How To Survive A Stressed-Out Presidential Election

October 19, 2016

A request, dear candidates to-be-named for the 2020 presidential election:

Don’t freak us out again! Please.

We’ve had enough stress and anxiety from the Trump-Clinton election vitriol and apocalyptic hysteria here in 2016  to last a millennium. Believe us.

The fallout of the election is among the few things about it that is not partisan. According to a recent Stress in America survey by the American Psychological Association, 59 percent of Republicans and 55 percent of Democrats say it’s stressful. Big time.

Generationally, people 71 and older (59 percent) and millennials age 19 to 37 (56 percent) are most effected, with Boomers age 52 to 70 (50 percent) and Gen Xers age 38 to 51 (45 percent) not far behind in reporting the election as a “somewhat” to “very significant” source of stress. Likewise, all races and ethnicities are affected: Hispanic (56 percent), white (52), Native American (52), black (46) and Asian (43).

“There has been much media coverage highlighting negative attributes and indiscretions of both candidates,” says Carrie Pichie, Ph.D., Natchaug Hospital director of ambulatory services, “leading to more ambivalence from Americans regarding how to vote.  More than ever before, polls have shown that many Americans are not in favor of either candidate, leading to a feeling of uncertainty about the future of America.  Pertinent topics to society today which have been linked with violent acts, such as racism, sexism and other forms of discrimination, have been at the forefront of the election.  Some Americans have even verbalized concerns regarding ‘violence and uprisings’ based on the outcome of the election.”
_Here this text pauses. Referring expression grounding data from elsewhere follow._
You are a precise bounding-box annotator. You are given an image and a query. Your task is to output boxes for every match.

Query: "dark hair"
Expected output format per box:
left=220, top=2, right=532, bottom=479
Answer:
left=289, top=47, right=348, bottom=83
Stress that lasts this long isn’t good for your health. How many of you have experienced headaches, elevated blood pressure, upset stomach  or difficulty sleeping? To survive this year’s election, the American Psychological Association recommends:

  • Taking a break from television news coverage and social media. Keep away from hostile or inflammatory exchanges on Facebook or Twitter.
  • If you want to get political, focus on your state or local elections. Volunteer in your community in support of a cause you support.
  • Letting your friends and co-workers know you’d rather not talk about politics.
  • Having faith in the future. Despite the threat of “the end of American civilization,” the post-election climate should start to feel a little more normal. Believe in our democracy!
  • Voting. Despite the stress of this election, voting shows that your voice matters and will be heard through the unending hostility.

“Citizens look for stability and predictability in the leadership of their country, and that is certainly faltering at present,” says Pichie. “Focusing on what one can control is most helpful in dealing with stress, as well as limiting exposure to the reasons for the stress.”